A robot isn't going anywhere without juice. Your body uses a complex process of breaking down food into chemicals that it then converts to energy for powering muscles, organs, and other systems. In robots, a number of different substances are used to give a robot its get-up-and-go. The most common are electricity (from AC wall current, batteries, and solar power), air, and liquid. Let's take a look at each of these. Caution

An obvious power source that we won't address here is address here is internal combustion. Internal combustion engines can be found on some field and combat robots, but given the danger of this fuel type for any active bot, batteries and other less volatile power sources are more commonly used.
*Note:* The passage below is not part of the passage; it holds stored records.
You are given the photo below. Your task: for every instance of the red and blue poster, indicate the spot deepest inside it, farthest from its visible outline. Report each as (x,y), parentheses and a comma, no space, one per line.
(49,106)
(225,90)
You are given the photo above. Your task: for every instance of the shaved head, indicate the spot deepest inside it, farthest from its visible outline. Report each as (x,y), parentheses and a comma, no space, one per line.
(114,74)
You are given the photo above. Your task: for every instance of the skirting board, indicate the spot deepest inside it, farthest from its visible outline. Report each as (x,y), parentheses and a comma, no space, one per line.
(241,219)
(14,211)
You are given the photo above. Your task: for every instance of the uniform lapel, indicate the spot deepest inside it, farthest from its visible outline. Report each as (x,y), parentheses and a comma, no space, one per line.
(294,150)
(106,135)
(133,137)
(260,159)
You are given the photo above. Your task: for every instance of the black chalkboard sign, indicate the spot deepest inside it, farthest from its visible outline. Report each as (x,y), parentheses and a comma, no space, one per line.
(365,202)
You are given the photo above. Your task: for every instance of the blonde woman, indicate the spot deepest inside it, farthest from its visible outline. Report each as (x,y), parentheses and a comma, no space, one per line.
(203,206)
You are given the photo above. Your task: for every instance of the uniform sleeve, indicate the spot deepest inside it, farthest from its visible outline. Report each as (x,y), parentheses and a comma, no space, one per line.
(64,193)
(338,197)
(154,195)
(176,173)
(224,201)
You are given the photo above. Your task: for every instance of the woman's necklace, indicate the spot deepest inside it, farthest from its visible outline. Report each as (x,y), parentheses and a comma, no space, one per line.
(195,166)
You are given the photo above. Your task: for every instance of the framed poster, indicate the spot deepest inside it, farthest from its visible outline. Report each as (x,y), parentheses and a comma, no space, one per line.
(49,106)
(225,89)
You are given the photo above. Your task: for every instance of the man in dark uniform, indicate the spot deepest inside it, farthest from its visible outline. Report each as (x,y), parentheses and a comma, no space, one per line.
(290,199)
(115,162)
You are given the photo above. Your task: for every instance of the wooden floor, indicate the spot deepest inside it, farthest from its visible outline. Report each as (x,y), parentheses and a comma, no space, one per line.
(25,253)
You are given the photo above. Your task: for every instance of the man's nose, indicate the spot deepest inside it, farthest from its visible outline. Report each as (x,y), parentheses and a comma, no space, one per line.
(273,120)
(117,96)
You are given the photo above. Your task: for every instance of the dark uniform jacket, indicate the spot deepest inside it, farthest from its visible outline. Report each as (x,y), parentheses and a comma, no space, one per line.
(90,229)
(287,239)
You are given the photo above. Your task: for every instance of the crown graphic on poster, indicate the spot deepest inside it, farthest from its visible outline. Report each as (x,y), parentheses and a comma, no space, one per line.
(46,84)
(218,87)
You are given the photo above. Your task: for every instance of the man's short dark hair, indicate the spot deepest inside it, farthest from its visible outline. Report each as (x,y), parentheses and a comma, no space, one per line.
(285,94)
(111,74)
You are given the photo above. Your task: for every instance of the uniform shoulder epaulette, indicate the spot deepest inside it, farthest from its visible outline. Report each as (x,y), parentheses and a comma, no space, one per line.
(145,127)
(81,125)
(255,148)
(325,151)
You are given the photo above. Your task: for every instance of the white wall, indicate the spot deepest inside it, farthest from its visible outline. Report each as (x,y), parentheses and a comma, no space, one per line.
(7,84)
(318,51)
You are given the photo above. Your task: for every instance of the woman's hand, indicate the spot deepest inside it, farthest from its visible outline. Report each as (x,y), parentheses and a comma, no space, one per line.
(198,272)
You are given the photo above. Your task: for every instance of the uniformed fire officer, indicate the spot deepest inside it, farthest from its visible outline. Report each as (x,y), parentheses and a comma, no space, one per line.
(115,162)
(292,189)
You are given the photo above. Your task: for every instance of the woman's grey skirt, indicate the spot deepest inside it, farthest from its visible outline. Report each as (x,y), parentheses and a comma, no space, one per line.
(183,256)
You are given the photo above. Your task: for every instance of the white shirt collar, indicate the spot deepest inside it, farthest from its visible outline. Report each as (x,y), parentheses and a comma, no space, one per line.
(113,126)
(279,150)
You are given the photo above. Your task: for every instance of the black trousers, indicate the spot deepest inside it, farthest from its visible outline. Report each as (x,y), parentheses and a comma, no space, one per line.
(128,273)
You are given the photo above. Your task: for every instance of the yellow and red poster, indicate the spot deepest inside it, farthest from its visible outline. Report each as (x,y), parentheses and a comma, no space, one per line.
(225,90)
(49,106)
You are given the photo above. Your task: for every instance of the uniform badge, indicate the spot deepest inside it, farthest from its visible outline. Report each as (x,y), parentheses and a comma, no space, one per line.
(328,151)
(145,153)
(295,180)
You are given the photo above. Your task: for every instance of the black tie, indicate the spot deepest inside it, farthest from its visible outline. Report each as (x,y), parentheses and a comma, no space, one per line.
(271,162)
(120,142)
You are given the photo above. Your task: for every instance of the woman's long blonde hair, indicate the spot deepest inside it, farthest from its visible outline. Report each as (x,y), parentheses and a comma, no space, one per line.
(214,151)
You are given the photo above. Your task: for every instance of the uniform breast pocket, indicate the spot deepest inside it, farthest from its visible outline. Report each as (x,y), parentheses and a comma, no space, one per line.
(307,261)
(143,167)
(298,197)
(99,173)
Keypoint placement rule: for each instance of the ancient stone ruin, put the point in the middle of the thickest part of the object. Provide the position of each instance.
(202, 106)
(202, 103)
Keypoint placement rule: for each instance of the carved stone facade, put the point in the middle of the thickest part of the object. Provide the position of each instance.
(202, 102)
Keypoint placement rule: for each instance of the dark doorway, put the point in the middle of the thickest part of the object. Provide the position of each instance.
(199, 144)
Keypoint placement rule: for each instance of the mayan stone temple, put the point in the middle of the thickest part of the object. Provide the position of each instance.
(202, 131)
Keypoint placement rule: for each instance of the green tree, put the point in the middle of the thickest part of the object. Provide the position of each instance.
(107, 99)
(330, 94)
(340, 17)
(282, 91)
The majority of mobile robots consume battery power. These batteries process chemicals, either wet or dry, to create an electrical current that can be sent through wires to power actuators, sensors, and on-board controllers. Since batteries are such a common form of robot power, we should take a few minutes to detail some different battery types:

  • Alkaline— These are your run-of-the-mill home workhorse batteries, found in flashlights, smoke detectors, and toy firetrucks all over this great planet of ours. One drawback to the alkaline battery is that the voltage available decreases as the battery is used up (giving robots that "tired blood" feeling). They also don't perform well under pressure (when a high current draw is required). And, last but not least, regular alkaline batteries are not rechargeable. Since active robots consume the juice faster than an Irish pub on St. Patty's day, most serious robot builders use rechargeable batteries.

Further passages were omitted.